Wiebicke verweist in seinem Buch immer wieder auf die politische Macht der Gesellschaft und dass sie es ist, welche die ersten Schritte zur Rettung der Demokratie gehen muss. Denn laut Wiebicke gelingt Demokratie am besten, wenn sie von unten ausgeht. Dieses Handlungskonzept müssen wir allerdings erst wieder neu entdecken und aufbauen. Ein blindes Vertrauen auf die Berufspolitik dagegen wird letzten Endes zu einem Scheitern der Demokratie führen.
In seinen "Zehn Regeln zur Rettung der Demokratie" schildert er sehr ausführlich und verständlich, mit welchen einfachen Mitteln einer Demokratie von unten herauf neues Leben eingehaucht werden kann. Er legt dabei sehr viel Wert auf die Grundgedanken der Demokratie, auf das Zusammenkommen in der Öffentlichkeit und das Gespräch. Unter andrem kritisiert er den Verlust von Versammlungsorten, an welchen ein gepflegter Austausch von Meinungen und Interessen stattfinden kann. Hierbei verweist er auf den französischen Ethnologen Marc Augé und seiner Theorie von „Nicht-Orte(n)“.
Ein weiterer Punkt, der von Wiebicke aufgegriffen wird, ist die Twitter-Demokratie. Anhand des Berliner Weihnachtsmarkt-Attentats versucht er aufzuzeigen, welchen negativen Einfluss die vornehmlich von Rechtspopulisten betriebene Twitter-Demokratie hat. Twitter wird hierbei nicht genutzt, um Fakten zu verbreiten, sondern viel mehr, um Gefühle zu verbreiten und Follower zu gewinnen. Er bezeichnet diese Leute als „Bullshitter“, angelehnt an die Theorie des Bullshitters, die der amerikanische Philosoph Harry Frankfurt aufgestellt hat.
Neben seinen zahlreichen Vorschlägen zur Wiederbelebung der Demokratie unternimmt der Autor auch Erklärungsversuche zum Aufstieg der AfD bzw. dem Rechtspopulismus. Hierbei legt er die Methoden und Werkzeuge des Rechtspopulismus offen. Er bietet allerdings auch Möglichkeiten, wie man sich gegen Rechtspopulismus wehren kann. Einer der Vorschläge ist es, ein öffentliches Gespräch mit Rechtspopulisten zu suchen und sie in Diskussionen über nicht-rechtspopulistische Themen wie z.B. dem Klimawandel zu verwickeln. Hierbei wird dann ganz schnell klar, dass die AfD-Politik nur aus heißer Luft besteht und keine wirkliche „Alternative“ darstellt.
Er betont aber auch, dass die AfD keine homogene Partei sei, viel mehr aus verschiedenen Gruppierungen zusammengesetzt ist. Aus diesem Grund sei es sehr wichtig, zu differenzieren und nicht alle AfD-Mitglieder über einen Kamm zu scheren. Den AfD-Sympathisanten muss die Möglichkeit geboten werden zurückzukommen. Denn ein Freund/Feind-Denken spiele den Rechtspopulisten gerade in die Hände.
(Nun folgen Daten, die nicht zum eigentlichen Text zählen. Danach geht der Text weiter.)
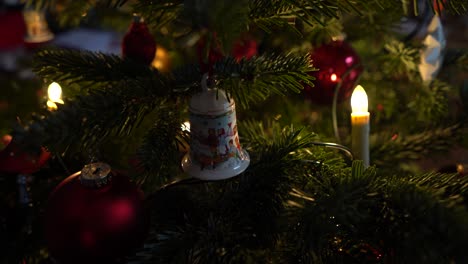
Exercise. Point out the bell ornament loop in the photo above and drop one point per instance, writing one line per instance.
(215, 150)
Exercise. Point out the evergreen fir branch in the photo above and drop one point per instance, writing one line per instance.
(456, 6)
(375, 213)
(159, 13)
(431, 103)
(400, 60)
(73, 66)
(256, 79)
(448, 188)
(159, 155)
(89, 129)
(417, 226)
(388, 152)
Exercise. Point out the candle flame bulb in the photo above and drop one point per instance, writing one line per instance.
(359, 100)
(186, 126)
(55, 93)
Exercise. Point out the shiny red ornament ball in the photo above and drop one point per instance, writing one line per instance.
(138, 43)
(95, 220)
(14, 159)
(337, 62)
(244, 48)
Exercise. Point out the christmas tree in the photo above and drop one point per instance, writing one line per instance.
(277, 164)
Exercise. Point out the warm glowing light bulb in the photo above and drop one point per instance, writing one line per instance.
(186, 126)
(55, 93)
(359, 100)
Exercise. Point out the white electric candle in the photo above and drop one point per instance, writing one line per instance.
(360, 126)
(54, 91)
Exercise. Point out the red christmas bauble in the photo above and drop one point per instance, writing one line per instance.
(13, 159)
(337, 62)
(95, 216)
(138, 43)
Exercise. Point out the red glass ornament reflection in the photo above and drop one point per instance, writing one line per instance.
(337, 63)
(14, 159)
(95, 225)
(138, 43)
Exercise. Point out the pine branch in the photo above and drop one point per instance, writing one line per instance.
(400, 60)
(431, 104)
(159, 13)
(82, 67)
(458, 7)
(374, 213)
(388, 152)
(256, 79)
(159, 156)
(88, 129)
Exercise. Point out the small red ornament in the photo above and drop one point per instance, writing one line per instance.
(138, 43)
(334, 60)
(244, 48)
(95, 216)
(13, 159)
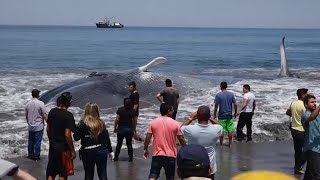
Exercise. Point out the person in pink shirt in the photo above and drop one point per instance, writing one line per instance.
(165, 132)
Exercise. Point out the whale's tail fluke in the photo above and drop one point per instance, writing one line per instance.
(284, 69)
(155, 61)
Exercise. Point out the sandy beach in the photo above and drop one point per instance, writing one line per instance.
(242, 157)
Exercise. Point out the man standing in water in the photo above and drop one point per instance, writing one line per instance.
(36, 114)
(295, 111)
(134, 97)
(60, 124)
(169, 96)
(311, 124)
(247, 110)
(165, 132)
(224, 101)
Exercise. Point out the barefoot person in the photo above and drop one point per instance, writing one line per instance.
(295, 111)
(247, 110)
(170, 96)
(165, 132)
(36, 115)
(95, 142)
(60, 125)
(123, 126)
(203, 133)
(311, 124)
(134, 97)
(224, 101)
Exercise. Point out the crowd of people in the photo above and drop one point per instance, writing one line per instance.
(196, 157)
(305, 131)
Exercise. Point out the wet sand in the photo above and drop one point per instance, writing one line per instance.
(242, 157)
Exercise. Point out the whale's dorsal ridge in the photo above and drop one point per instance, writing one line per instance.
(154, 62)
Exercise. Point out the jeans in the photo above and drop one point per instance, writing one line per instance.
(34, 144)
(245, 119)
(126, 133)
(92, 157)
(168, 163)
(298, 142)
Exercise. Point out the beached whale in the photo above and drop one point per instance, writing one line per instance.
(109, 89)
(284, 68)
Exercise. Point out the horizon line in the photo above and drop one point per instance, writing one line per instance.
(141, 26)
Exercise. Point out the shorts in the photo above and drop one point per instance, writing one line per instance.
(168, 163)
(227, 125)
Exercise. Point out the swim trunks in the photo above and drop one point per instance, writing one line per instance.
(227, 125)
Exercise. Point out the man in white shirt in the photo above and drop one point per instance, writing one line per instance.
(203, 133)
(247, 111)
(36, 115)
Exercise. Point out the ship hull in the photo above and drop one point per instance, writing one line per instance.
(108, 26)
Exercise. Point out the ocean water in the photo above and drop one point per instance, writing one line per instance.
(45, 57)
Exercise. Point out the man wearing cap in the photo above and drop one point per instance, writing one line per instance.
(203, 133)
(36, 114)
(295, 111)
(165, 132)
(193, 163)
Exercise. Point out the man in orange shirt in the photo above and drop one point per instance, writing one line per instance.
(165, 132)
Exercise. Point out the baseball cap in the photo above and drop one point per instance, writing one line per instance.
(193, 156)
(35, 92)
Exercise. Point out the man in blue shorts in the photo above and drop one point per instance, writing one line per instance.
(224, 101)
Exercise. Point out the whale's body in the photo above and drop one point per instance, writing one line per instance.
(109, 89)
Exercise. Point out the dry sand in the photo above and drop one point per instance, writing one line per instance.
(242, 157)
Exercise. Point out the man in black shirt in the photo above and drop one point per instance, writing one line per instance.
(60, 124)
(170, 96)
(134, 97)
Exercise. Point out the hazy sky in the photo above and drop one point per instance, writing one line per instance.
(176, 13)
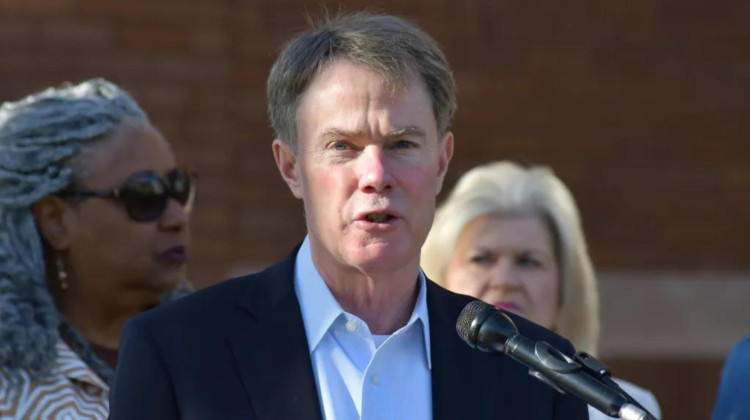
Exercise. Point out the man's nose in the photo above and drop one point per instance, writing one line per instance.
(175, 217)
(374, 173)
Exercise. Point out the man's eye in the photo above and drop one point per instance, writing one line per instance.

Kritisch zu sehen ist, dass das Buch, obwohl es sehr verständlich und alltagsnah geschrieben ist, keinesfalls objektiv ist. Wiebicke präsentiert viel mehr eine persönliche Reflexion über regionale politische Ereignisse, wobei seine eher linke politische Haltung durchscheint. Die Umsetzbarkeit seiner Regeln sind auch nicht immer universell anwendbar. Sie setzen oftmals ein wie in den Beispielen beschriebenes Umfeld voraus (Stadt).
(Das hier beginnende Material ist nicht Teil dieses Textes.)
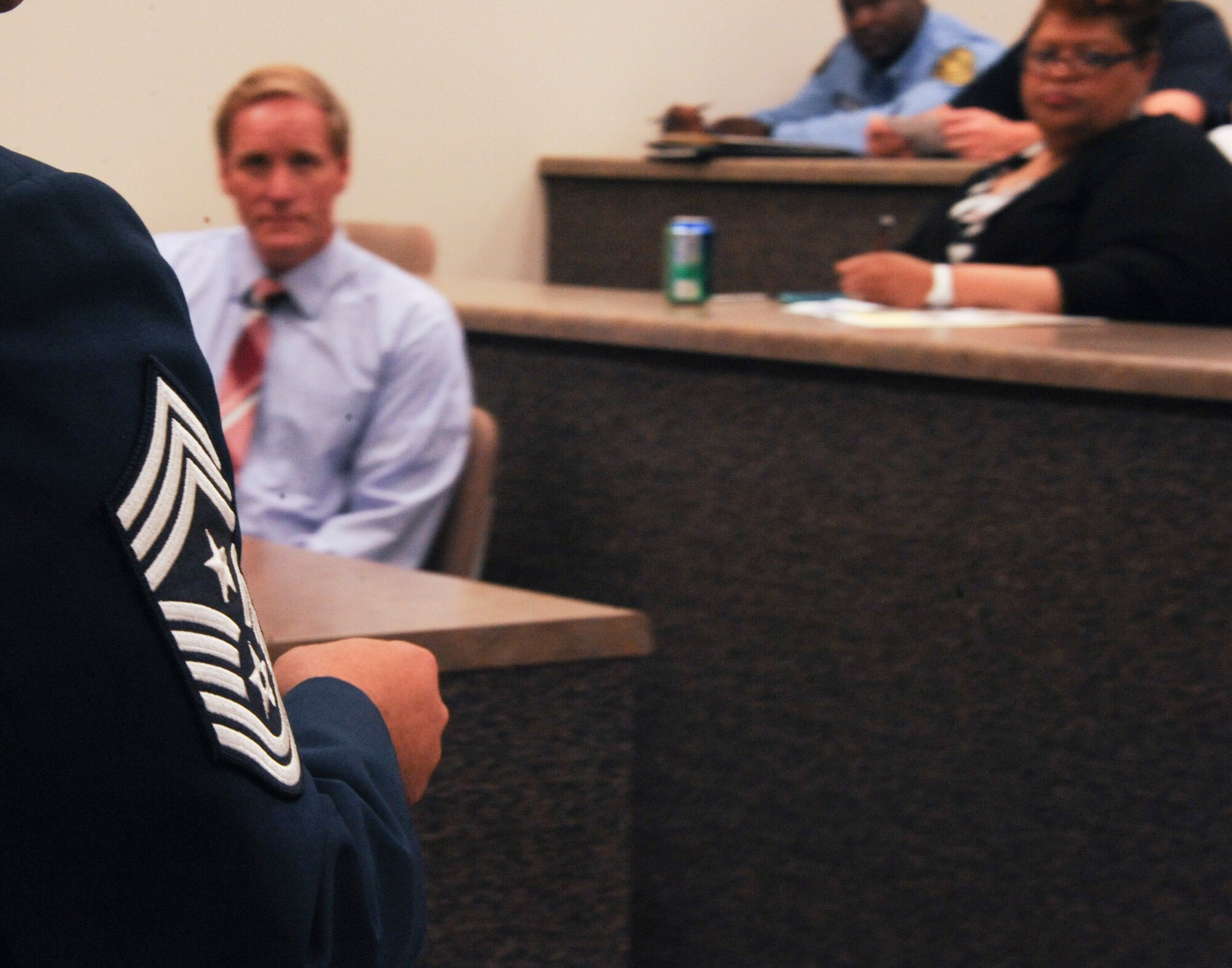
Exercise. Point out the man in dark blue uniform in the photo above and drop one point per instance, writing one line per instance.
(162, 805)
Abschließend kann ich sagen, dass Wiebickes "Zehn Regeln" sehr lohnenswert sind zu lesen. Sie sind einfach, verständlich und attraktiv geschrieben, so dass es während dem Lesen nicht zu zähen Abschnitten kommt. Dazu regen sie definitiv an, über die eigene Einstellung zur Demokratie/Politik nachzudenken. Man sollte aber beachten, dass diese zehn Regeln kein vollendeter "How to"-Guide für die Demokratie sind, sondern viel mehr ein Ratgeber, wie jeder einzelne die Demokratie mit seinen Fähigkeiten stärken und verbessern kann.